4/10
Strange Affair
28 July 2012
I did not see this film when it was originally released. I was 12 then, but for some reason I was not attracted to it. So today, when I have finally seen it, I am not moved by nostalgia, as it often happens to me when I revisit films from my youth. This one is truly a poor motion picture, for all the reasons some reviewers have indicated: awful script and dialogs, inaccuracy of several sorts, corny costumes and settings, unbelievable hair styles, Caucasian actors playing natives of the American continent, and very bad acting, especially from Yul Brynner who overdid the macho number he created for the King of Siam, posing as if he were doing a photo shoot for "Tomorrow's Man" or any other male physique magazine of the 1960s. Today it seems worse, with everybody speaking the same language (English), but with different USA accents, except Shirley Anne Field who did her best British phrasing.

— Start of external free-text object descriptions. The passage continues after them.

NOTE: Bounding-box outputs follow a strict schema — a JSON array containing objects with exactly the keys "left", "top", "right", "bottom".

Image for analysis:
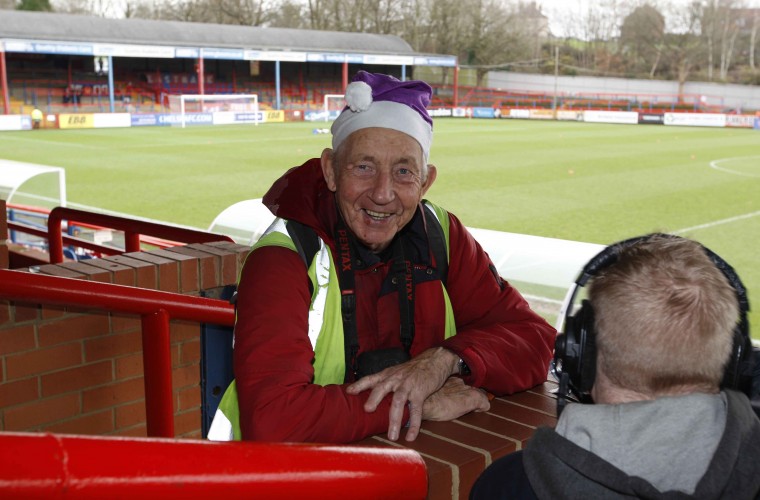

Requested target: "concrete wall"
[{"left": 488, "top": 71, "right": 760, "bottom": 111}]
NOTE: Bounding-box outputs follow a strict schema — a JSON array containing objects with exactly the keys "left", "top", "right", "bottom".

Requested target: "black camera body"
[{"left": 356, "top": 347, "right": 410, "bottom": 379}]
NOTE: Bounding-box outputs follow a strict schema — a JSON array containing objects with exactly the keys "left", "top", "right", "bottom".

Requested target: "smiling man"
[{"left": 209, "top": 71, "right": 555, "bottom": 443}]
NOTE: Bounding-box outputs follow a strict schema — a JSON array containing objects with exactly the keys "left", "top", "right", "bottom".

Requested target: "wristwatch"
[{"left": 458, "top": 357, "right": 471, "bottom": 377}]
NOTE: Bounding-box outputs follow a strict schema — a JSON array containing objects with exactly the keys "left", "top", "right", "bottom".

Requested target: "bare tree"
[
  {"left": 269, "top": 0, "right": 306, "bottom": 28},
  {"left": 701, "top": 0, "right": 742, "bottom": 81},
  {"left": 551, "top": 0, "right": 625, "bottom": 74},
  {"left": 661, "top": 1, "right": 703, "bottom": 98},
  {"left": 464, "top": 0, "right": 532, "bottom": 86},
  {"left": 396, "top": 0, "right": 435, "bottom": 53}
]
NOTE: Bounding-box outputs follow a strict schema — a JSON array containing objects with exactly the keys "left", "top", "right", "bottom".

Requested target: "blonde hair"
[{"left": 589, "top": 235, "right": 739, "bottom": 396}]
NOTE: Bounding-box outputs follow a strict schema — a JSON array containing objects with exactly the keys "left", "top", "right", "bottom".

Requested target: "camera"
[{"left": 356, "top": 347, "right": 410, "bottom": 379}]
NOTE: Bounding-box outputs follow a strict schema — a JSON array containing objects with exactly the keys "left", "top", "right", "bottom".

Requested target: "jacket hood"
[
  {"left": 523, "top": 390, "right": 760, "bottom": 499},
  {"left": 262, "top": 158, "right": 335, "bottom": 237}
]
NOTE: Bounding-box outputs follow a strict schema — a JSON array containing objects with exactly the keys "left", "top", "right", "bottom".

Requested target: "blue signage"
[
  {"left": 176, "top": 48, "right": 201, "bottom": 58},
  {"left": 132, "top": 113, "right": 215, "bottom": 126},
  {"left": 131, "top": 114, "right": 161, "bottom": 126},
  {"left": 158, "top": 113, "right": 214, "bottom": 125},
  {"left": 472, "top": 107, "right": 497, "bottom": 119},
  {"left": 235, "top": 112, "right": 264, "bottom": 122},
  {"left": 201, "top": 48, "right": 245, "bottom": 60},
  {"left": 304, "top": 110, "right": 340, "bottom": 122}
]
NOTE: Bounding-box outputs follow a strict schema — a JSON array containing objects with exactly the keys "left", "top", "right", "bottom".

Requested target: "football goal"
[
  {"left": 167, "top": 94, "right": 259, "bottom": 128},
  {"left": 323, "top": 94, "right": 345, "bottom": 122}
]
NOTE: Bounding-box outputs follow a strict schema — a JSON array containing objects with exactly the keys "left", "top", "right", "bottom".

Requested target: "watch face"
[{"left": 459, "top": 358, "right": 471, "bottom": 376}]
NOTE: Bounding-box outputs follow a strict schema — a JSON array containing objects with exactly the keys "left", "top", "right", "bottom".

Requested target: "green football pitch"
[{"left": 1, "top": 119, "right": 759, "bottom": 335}]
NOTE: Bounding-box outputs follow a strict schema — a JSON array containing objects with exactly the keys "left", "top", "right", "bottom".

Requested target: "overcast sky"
[{"left": 535, "top": 0, "right": 760, "bottom": 37}]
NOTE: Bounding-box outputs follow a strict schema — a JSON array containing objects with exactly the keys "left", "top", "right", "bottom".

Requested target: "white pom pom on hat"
[{"left": 344, "top": 80, "right": 373, "bottom": 112}]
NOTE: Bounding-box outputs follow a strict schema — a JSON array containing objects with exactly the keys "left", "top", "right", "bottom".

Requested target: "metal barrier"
[
  {"left": 8, "top": 219, "right": 121, "bottom": 257},
  {"left": 0, "top": 269, "right": 235, "bottom": 437},
  {"left": 0, "top": 432, "right": 427, "bottom": 499},
  {"left": 46, "top": 206, "right": 235, "bottom": 264}
]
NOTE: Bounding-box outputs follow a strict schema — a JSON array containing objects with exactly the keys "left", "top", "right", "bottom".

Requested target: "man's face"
[{"left": 321, "top": 127, "right": 436, "bottom": 253}]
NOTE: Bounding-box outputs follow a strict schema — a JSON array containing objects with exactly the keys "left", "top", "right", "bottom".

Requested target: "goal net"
[
  {"left": 324, "top": 94, "right": 345, "bottom": 122},
  {"left": 167, "top": 94, "right": 259, "bottom": 128}
]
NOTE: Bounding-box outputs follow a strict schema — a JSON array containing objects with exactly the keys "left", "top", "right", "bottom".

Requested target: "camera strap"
[
  {"left": 333, "top": 217, "right": 416, "bottom": 382},
  {"left": 333, "top": 217, "right": 359, "bottom": 381},
  {"left": 391, "top": 238, "right": 415, "bottom": 353}
]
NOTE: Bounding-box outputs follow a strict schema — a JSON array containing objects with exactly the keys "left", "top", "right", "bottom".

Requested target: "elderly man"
[
  {"left": 210, "top": 71, "right": 555, "bottom": 443},
  {"left": 470, "top": 234, "right": 760, "bottom": 499}
]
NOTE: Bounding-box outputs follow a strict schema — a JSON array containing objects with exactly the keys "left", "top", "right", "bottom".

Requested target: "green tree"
[
  {"left": 17, "top": 0, "right": 52, "bottom": 11},
  {"left": 620, "top": 4, "right": 665, "bottom": 78}
]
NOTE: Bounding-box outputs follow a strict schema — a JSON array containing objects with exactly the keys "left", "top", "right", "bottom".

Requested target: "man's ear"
[
  {"left": 421, "top": 164, "right": 437, "bottom": 196},
  {"left": 320, "top": 148, "right": 337, "bottom": 192}
]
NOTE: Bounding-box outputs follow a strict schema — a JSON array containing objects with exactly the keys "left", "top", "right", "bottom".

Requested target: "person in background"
[
  {"left": 209, "top": 71, "right": 555, "bottom": 444},
  {"left": 31, "top": 108, "right": 43, "bottom": 129},
  {"left": 470, "top": 234, "right": 760, "bottom": 499}
]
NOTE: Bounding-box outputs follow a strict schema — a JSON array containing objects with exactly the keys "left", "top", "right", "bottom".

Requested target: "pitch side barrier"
[
  {"left": 428, "top": 107, "right": 760, "bottom": 129},
  {"left": 3, "top": 109, "right": 758, "bottom": 131}
]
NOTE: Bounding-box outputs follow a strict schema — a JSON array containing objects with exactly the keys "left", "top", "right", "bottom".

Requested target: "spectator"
[
  {"left": 209, "top": 71, "right": 555, "bottom": 443},
  {"left": 470, "top": 233, "right": 760, "bottom": 499},
  {"left": 31, "top": 108, "right": 43, "bottom": 129}
]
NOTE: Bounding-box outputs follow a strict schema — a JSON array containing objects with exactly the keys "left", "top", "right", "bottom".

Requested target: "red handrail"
[
  {"left": 47, "top": 206, "right": 235, "bottom": 264},
  {"left": 0, "top": 269, "right": 235, "bottom": 437},
  {"left": 0, "top": 432, "right": 427, "bottom": 499}
]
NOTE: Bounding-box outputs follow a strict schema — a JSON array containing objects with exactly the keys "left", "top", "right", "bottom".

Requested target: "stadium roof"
[{"left": 0, "top": 9, "right": 434, "bottom": 58}]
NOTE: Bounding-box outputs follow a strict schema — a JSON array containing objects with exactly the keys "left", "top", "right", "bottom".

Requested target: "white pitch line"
[
  {"left": 709, "top": 156, "right": 760, "bottom": 178},
  {"left": 674, "top": 210, "right": 760, "bottom": 234},
  {"left": 675, "top": 156, "right": 760, "bottom": 234}
]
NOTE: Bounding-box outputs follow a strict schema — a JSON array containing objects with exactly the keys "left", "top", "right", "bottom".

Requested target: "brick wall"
[
  {"left": 0, "top": 241, "right": 251, "bottom": 438},
  {"left": 360, "top": 382, "right": 558, "bottom": 499}
]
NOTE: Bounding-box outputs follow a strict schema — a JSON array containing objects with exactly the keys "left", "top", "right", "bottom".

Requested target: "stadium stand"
[{"left": 0, "top": 9, "right": 442, "bottom": 115}]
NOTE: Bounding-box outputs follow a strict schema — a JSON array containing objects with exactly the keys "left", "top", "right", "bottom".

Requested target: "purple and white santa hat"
[{"left": 331, "top": 71, "right": 434, "bottom": 162}]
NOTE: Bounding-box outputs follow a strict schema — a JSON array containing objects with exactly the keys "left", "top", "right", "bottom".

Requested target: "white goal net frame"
[
  {"left": 168, "top": 94, "right": 259, "bottom": 128},
  {"left": 324, "top": 94, "right": 345, "bottom": 122}
]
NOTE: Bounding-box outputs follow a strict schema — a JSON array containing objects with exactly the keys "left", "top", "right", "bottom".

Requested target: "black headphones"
[{"left": 554, "top": 233, "right": 753, "bottom": 416}]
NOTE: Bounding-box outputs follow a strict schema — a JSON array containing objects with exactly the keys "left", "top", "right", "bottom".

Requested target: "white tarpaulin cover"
[{"left": 0, "top": 160, "right": 67, "bottom": 209}]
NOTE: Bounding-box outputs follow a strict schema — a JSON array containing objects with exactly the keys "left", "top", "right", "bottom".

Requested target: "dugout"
[
  {"left": 0, "top": 10, "right": 458, "bottom": 116},
  {"left": 0, "top": 160, "right": 66, "bottom": 209}
]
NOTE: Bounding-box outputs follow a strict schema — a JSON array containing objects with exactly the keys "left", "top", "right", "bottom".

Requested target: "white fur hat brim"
[{"left": 331, "top": 100, "right": 433, "bottom": 162}]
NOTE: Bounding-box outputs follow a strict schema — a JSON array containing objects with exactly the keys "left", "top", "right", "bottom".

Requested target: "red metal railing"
[
  {"left": 46, "top": 206, "right": 235, "bottom": 264},
  {"left": 0, "top": 268, "right": 235, "bottom": 437},
  {"left": 0, "top": 432, "right": 427, "bottom": 499},
  {"left": 8, "top": 219, "right": 121, "bottom": 256}
]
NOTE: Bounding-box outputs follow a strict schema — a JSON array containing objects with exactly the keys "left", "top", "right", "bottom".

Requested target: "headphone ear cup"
[
  {"left": 556, "top": 299, "right": 597, "bottom": 402},
  {"left": 721, "top": 326, "right": 753, "bottom": 396},
  {"left": 575, "top": 300, "right": 597, "bottom": 395}
]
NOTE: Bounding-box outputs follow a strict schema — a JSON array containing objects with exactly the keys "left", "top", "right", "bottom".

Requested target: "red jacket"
[{"left": 233, "top": 159, "right": 555, "bottom": 442}]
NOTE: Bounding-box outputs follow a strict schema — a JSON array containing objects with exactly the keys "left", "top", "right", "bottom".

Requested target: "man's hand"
[
  {"left": 346, "top": 347, "right": 460, "bottom": 441},
  {"left": 421, "top": 376, "right": 490, "bottom": 423}
]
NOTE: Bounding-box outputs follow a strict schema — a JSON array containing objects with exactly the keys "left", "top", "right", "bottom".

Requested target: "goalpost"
[
  {"left": 324, "top": 94, "right": 345, "bottom": 122},
  {"left": 167, "top": 94, "right": 259, "bottom": 128}
]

As for the score, once Elmer Bernstein complained in a letter he wrote me (he is the only composer I have ever exchanged correspondence with) that he had not convinced any record company to issue "Kings of the Sun", one of his favorite film scores. If heard apart from the visuals, I am sure it works, but to most ears quite probably it sounds as the score for a western or biblical film. As it is, it sounds strange adding musical comments to images that pretend to convey life in America the continent, before the arrival of the European conquistadors. Bernstein was not all that wrong, in any case, for scriptwriter James R. Webb worked on this one just after "How the West Was Won" and before "Cheyenne Autumn", maybe taking it for another western without horses.